I was 13 when I tried a tampon for the first time. I knew it could take a few goes but at 19 after many tears and boxes and boxes of tampons and still couldn't get one in I knew something wasn't right. Lily's vaginismus story from Sex Education (tv show) struck such a chord with me and I realised that must be what I had. I poured myself into researching vaginismus and started psychosexual therapy. All of the obvious reasons people develop vaginismus didn't make sense to me and I never really worked out why I had it.
I remember going for a check at the drs and her sticking a cotton swab in felt like knives. I told her that I thought I had vaginismus and she said I'd get over it when I found the right person which really frustrated me.

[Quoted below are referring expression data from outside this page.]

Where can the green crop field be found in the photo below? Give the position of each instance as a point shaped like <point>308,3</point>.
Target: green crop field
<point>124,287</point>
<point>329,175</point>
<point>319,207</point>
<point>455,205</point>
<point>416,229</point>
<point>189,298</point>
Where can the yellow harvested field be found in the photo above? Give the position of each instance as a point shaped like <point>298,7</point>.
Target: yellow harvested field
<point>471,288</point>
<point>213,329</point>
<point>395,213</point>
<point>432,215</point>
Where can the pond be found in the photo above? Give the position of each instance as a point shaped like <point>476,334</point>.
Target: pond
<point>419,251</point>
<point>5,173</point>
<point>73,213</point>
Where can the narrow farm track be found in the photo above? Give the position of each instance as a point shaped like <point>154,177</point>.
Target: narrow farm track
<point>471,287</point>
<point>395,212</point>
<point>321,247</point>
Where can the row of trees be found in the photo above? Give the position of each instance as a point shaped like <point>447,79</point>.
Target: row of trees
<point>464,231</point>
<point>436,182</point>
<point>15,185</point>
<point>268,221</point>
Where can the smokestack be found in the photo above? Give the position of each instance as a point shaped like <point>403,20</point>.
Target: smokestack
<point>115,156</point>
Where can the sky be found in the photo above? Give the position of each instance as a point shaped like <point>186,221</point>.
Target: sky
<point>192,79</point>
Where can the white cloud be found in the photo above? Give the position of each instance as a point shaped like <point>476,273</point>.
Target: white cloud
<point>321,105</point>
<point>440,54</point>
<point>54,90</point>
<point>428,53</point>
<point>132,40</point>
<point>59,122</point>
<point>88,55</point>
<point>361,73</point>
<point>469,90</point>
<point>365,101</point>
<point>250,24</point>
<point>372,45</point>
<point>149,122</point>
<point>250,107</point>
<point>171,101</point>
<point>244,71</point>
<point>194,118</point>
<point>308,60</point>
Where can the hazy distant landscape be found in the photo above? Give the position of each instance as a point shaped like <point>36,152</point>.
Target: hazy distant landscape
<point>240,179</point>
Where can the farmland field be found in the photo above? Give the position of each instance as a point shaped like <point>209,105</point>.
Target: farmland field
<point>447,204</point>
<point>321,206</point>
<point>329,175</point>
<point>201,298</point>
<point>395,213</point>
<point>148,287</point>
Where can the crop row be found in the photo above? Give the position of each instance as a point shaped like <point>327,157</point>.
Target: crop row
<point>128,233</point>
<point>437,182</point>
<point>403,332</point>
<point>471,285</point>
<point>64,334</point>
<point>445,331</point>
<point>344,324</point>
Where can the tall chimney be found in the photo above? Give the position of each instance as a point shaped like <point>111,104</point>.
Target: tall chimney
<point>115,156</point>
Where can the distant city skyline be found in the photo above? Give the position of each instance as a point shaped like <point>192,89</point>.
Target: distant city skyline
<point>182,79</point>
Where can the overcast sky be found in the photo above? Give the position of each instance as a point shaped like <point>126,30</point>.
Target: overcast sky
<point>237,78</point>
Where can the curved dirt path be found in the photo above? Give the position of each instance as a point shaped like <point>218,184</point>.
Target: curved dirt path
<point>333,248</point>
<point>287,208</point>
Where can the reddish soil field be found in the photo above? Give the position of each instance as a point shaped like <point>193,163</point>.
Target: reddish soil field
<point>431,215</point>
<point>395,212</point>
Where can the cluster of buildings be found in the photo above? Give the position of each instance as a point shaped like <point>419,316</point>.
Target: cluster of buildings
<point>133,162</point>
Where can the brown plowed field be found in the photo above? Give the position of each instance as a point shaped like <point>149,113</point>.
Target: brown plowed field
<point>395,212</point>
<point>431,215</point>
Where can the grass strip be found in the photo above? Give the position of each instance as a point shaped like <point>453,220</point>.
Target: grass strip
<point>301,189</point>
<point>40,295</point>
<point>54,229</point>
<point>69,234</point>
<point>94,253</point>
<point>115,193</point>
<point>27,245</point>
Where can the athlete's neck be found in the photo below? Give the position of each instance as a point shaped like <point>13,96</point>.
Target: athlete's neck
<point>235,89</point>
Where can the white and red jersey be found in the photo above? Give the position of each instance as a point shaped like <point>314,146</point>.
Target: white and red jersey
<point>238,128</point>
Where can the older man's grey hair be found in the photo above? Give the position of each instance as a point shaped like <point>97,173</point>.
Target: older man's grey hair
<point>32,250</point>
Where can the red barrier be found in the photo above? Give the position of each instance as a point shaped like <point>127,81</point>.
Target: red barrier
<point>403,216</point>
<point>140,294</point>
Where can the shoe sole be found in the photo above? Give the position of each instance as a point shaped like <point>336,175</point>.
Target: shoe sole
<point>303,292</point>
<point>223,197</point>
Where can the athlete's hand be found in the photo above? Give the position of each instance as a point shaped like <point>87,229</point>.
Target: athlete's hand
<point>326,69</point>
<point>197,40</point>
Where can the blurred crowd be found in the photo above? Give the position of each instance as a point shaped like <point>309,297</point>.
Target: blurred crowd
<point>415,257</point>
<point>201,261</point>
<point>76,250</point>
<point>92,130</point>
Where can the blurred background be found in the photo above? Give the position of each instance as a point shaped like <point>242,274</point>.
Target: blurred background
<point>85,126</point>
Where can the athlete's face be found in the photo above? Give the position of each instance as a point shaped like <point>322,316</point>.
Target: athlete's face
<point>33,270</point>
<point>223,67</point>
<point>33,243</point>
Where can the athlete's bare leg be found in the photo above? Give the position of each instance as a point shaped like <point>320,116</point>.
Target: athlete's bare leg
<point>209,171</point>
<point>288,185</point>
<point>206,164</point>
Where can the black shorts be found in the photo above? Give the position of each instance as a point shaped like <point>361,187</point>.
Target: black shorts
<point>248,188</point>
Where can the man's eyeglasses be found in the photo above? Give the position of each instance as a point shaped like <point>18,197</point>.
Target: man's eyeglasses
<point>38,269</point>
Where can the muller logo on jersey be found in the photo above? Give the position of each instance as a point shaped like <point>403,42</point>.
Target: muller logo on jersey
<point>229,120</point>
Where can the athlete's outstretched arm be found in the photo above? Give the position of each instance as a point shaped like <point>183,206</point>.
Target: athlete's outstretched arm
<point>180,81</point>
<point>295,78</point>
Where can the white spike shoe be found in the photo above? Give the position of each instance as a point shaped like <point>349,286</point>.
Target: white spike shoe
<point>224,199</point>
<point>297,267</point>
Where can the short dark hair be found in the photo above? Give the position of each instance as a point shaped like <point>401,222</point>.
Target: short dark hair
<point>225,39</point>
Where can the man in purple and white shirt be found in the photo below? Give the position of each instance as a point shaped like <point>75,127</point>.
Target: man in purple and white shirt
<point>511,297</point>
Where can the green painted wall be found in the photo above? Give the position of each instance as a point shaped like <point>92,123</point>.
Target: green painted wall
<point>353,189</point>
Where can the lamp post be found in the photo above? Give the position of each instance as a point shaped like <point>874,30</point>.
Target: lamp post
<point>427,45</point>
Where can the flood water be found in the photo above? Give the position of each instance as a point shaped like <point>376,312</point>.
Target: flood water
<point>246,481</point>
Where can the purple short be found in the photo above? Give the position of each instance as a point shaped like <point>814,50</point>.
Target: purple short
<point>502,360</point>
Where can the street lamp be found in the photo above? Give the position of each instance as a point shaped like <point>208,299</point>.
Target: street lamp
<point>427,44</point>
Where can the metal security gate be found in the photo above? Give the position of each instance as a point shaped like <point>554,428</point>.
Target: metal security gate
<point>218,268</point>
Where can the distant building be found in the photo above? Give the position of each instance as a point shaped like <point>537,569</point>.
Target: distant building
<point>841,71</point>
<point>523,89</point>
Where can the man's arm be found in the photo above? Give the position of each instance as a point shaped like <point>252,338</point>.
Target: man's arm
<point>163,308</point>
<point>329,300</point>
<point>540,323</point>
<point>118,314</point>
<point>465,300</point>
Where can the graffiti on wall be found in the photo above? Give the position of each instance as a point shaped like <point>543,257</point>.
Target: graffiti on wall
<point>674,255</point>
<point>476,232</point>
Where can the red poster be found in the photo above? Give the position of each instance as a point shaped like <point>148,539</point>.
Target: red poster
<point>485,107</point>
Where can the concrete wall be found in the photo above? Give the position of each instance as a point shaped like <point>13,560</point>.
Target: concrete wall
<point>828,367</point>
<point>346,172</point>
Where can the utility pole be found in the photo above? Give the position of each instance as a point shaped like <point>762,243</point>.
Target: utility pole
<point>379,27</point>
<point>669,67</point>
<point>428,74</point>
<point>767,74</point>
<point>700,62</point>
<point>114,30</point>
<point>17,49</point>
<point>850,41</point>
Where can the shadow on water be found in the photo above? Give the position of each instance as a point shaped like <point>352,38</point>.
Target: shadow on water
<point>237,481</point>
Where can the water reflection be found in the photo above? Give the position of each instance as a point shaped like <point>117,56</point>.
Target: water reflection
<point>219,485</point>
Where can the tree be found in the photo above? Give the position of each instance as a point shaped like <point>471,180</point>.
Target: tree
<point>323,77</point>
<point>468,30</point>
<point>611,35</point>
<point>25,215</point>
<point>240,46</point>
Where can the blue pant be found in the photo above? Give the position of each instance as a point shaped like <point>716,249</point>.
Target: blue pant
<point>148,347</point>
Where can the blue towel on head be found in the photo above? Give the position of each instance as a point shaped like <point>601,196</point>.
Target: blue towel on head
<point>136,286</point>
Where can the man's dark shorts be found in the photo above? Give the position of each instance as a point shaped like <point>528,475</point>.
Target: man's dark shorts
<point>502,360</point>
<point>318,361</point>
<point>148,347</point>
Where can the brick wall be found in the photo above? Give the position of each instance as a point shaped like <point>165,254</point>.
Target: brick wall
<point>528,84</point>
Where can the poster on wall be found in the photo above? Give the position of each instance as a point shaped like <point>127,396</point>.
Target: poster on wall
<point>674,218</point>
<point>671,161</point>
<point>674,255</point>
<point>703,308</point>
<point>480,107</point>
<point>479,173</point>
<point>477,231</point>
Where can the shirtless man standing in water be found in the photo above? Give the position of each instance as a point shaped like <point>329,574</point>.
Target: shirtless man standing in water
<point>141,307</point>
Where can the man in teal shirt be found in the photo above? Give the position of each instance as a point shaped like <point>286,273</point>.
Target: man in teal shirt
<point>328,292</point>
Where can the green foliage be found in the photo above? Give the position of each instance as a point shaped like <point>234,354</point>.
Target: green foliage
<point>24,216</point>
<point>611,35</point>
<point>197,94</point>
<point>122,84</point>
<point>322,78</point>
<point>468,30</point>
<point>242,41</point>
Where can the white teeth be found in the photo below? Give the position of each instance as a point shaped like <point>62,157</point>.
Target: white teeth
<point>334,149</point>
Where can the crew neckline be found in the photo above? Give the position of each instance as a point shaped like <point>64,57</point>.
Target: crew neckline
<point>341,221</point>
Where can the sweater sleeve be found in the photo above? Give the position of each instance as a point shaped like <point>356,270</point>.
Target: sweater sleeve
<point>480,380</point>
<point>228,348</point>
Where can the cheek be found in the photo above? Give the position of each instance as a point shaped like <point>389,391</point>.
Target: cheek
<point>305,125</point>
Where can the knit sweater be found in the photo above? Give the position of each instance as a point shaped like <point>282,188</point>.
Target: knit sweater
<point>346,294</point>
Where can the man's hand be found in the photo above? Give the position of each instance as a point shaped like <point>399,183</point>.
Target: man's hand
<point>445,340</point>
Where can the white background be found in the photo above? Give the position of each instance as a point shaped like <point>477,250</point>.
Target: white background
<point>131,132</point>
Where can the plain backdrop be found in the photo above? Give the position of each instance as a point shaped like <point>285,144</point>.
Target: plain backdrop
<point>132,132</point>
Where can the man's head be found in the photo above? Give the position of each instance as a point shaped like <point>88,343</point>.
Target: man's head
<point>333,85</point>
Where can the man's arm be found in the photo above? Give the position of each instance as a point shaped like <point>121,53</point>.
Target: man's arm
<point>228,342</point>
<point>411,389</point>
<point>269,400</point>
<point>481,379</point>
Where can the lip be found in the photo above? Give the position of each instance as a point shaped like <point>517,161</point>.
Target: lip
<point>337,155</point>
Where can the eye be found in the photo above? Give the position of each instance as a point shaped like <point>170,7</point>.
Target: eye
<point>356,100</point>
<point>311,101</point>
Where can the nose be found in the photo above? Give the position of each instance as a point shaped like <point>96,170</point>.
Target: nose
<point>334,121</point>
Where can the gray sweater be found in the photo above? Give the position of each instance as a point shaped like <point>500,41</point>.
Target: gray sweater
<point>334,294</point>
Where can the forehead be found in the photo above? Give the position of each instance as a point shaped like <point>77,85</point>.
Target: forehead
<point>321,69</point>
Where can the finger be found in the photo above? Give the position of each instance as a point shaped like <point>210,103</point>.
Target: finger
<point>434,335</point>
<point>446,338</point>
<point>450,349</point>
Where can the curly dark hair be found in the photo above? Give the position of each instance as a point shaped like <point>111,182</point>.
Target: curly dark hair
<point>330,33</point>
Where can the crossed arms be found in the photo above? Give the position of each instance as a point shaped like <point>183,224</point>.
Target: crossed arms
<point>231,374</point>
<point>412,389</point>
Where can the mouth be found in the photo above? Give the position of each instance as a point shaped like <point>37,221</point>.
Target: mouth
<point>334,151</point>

I made progress with dilators but still couldn't get past the stabbing pain and so I decided to have physical therapy just to check there wasn't anything physically wrong with me with a professional who knew about the condition. It was painful and invasive but I really made progress in only three
sessions.
At 21 I felt ready to date people which I'd never experienced before as I didn't want to land that on them for fear of them running away. I managed to have sex, if somewhat painfully with a few people I dated over the next few years and now have an amazing boyfriend who is patient
and understanding when I'm finding it too painful.
I still struggle with inserting tampons sometimes and sex is, more often than not, a bit uncomfortable but I have come leaps and bounds with the help of the vaginismus community.